Para los organizadores, el FITCMX debe quitar la etiqueta que se tiene sobre que el teatro clásico es supergrandilocuente con grandes montajes históricos y apegados a una antropología escénica.

Una nueva edición del FITCMX

El Festival Internacional Teatro Clásico MX (FITCMX) es un evento bianual, ya que como todavía no es autosuficiente, el equipo necesita dedicarse a otras actividades para poder contar con un “colchoncito”.

Esta edición, que es la tercera, cuenta Araceli Rebollo, la comenzaron a planear desde 2018, de principio se iba a hacer en vivo y a todo color, con pocos invitados internacionales porque no contaban con un gran presupuesto.

La idea era que comenzara en septiembre de 2020, pero la pandemia lo impidió. Luego decidieron cambiarlo para enero de 2021, pero el alza en el número de contagios de COVID-19 en la Ciudad de México los detuvo.

“Teníamos la esperanza de dar alguna función a puerta cerrada y hacer streaming, que fuera desde una cosa más viva o en tiempo real la experiencia.
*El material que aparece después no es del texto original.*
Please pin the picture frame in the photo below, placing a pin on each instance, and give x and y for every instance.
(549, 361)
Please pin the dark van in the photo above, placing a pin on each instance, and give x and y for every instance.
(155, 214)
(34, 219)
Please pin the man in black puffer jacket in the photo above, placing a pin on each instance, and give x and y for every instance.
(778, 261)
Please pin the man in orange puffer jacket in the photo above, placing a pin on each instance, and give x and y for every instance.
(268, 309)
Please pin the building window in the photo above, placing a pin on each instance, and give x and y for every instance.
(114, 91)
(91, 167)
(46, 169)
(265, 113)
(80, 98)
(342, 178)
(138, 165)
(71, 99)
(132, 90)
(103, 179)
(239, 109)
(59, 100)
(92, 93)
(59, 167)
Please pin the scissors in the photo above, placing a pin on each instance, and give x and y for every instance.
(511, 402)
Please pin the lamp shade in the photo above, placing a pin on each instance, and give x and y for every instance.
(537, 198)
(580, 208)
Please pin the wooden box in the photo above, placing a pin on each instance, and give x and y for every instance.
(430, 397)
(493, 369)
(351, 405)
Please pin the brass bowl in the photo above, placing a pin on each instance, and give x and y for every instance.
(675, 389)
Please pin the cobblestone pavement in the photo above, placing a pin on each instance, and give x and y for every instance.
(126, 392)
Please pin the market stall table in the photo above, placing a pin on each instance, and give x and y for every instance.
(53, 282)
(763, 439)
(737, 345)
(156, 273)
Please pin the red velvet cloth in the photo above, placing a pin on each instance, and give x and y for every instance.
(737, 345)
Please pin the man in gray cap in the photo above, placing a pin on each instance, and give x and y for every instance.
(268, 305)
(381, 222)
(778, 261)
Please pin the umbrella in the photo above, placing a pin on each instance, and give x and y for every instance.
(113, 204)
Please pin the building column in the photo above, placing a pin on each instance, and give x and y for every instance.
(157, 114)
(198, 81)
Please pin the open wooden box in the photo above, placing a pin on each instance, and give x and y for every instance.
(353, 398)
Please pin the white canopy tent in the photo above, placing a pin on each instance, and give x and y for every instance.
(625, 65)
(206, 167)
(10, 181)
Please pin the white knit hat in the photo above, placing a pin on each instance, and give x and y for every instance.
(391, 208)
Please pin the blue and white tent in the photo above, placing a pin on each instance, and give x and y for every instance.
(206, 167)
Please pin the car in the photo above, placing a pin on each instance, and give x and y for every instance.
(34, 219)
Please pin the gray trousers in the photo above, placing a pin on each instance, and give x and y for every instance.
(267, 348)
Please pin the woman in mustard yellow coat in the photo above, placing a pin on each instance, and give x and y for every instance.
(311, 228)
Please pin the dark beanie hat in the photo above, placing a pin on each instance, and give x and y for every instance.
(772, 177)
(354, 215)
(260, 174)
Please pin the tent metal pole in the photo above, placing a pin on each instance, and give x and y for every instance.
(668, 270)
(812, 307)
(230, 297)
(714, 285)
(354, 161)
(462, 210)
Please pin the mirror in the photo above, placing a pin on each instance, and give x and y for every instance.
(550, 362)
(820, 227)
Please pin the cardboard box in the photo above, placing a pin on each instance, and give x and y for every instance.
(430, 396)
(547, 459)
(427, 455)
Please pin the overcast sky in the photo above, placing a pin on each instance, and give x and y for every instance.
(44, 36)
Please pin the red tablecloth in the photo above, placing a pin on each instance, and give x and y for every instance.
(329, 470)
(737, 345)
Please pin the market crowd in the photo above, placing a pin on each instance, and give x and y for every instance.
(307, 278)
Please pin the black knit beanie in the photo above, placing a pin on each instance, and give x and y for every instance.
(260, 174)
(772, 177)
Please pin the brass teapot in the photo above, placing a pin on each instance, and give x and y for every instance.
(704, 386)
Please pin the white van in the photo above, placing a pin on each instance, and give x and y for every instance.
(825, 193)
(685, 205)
Ya para diciembre vimos la realidad de las cosas y en enero vimos que no pasaba la pandemia y que todavía iba a seguir, fue cuando decimos que el Festival sería en su totalidad virtual”, comparte.

En esta edición, el FITCMX sólo contará con una actividad presencial, que es el taller de combate escénico, el cual se desarrollará en las áreas verdes del Centro Nacional de las Artes (Cenart), con todos los protocolos necesarios.


El Festival busca ser un eje alrededor del cual se centren los esfuerzos por mantener vigentes los textos dramáticos del Barroco

“En enero se decidió que no podríamos posponerlo más, primero, porque el Fonca tiene fechas y limites muy estrictos y contundentes. Por lo que nos pusimos a trabajar con las compañías invitadas para que sus propuestas escénicas no perdieran calidad artística en escena, pero que también el público no viera un teatro grabado. Entonces, lo que hicimos fue un hibrido entre estos proyectos escénicos y cómo dialogar con el lenguaje de video”, afirma Rebollo.

La misión fue conservar, aunque fuera pequeña, la teatralidad de las obras, pero en versiones cortas, porque se tiene comprobado que la atención de las personas en pantalla ha disminuido muchísimo; además de lograr una experiencia estética.

“La pandemia nos deja una posibilidad de encontrar nuevos diálogos con las plataformas digitales, porque si bien seguiremos en los escenarios cada que podamos, no hay que dejar de lado estas plataformas”, opina.